A recent study titled The International Men and Gender Equality Survey - Middle East and North Africa (IMAGES MENA) revealed that a majority of men in the region still believe in gender-roles.
The study, conducted by UN Women and Promundo, a global organization that promotes gender equality, is the first of its kind in the region.
It surveyed nearly 10,000 men and women in four countries: Egypt, Lebanon, Morocco and Palestine.
The results?
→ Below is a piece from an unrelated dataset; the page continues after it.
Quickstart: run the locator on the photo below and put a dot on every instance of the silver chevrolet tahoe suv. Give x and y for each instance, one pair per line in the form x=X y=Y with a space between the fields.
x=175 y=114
Two-thirds of men surveyed believe a woman's main role should be taking care of the household
A majority of the men surveyed - two-thirds to more than three-quarters to be exact - believe that a woman's main role in society should be taking care of the household.
More than three-quarter of men, and women at nearly the same rate, believe men's access to the job market should be prioritized over women's.
"It is not just men who uphold the patriarchy, women buy into a lot of these attitudes as well," said Shereen El Feki, senior fellow at Promundo, adding that greater equality would require changing both mindsets.
However, a percentage of men explained that they were willing to accept having a working female partner - as long as he remains the main financial provider.
Up to 90 percent of men in some countries think they have the right to control their wives' freedom
Up to 90 percent of men surveyed in some countries think they have the right to control their wives' freedom - from how they dressed to how often the couple had sex.
The survey also revealed that a majority of men across Egypt, Lebanon, Morocco and the Palestinian territories committed acts of domestic violence and sexual harassment against women.
"Too many men in the region continue to uphold norms that perpetuate violence against women or confine women to conventional roles, and they act on these attitudes in ways that cause harm to women, children, and themselves," the report says.
Around 10 percent to 45 percent of ever-married men (men who are married or who have been married) reported physical violence against a female partner, and between 20 to 80 percent of men admitted to emotional violence against their wives.
A sizable minority are advocates of gender equality
About half of the men –or fewer – believed a married woman should have the same right to work as a man.
A quarter or more of the 4,830 men aged between 18 and 59 surveyed believe in gender equality.
"These men question violence against women, agree with certain laws that safeguard women’s rights, support women in leadership positions, and often want to spend more time caring for their children," the report says.
In Egypt and Morocco, men from urban areas were more pro-equality.
In Palestine, Egypt, and Morocco, there was little difference between younger and older men on gender attitudes.
In Lebanon, there was a slight difference, as younger men had slightly more equitable views.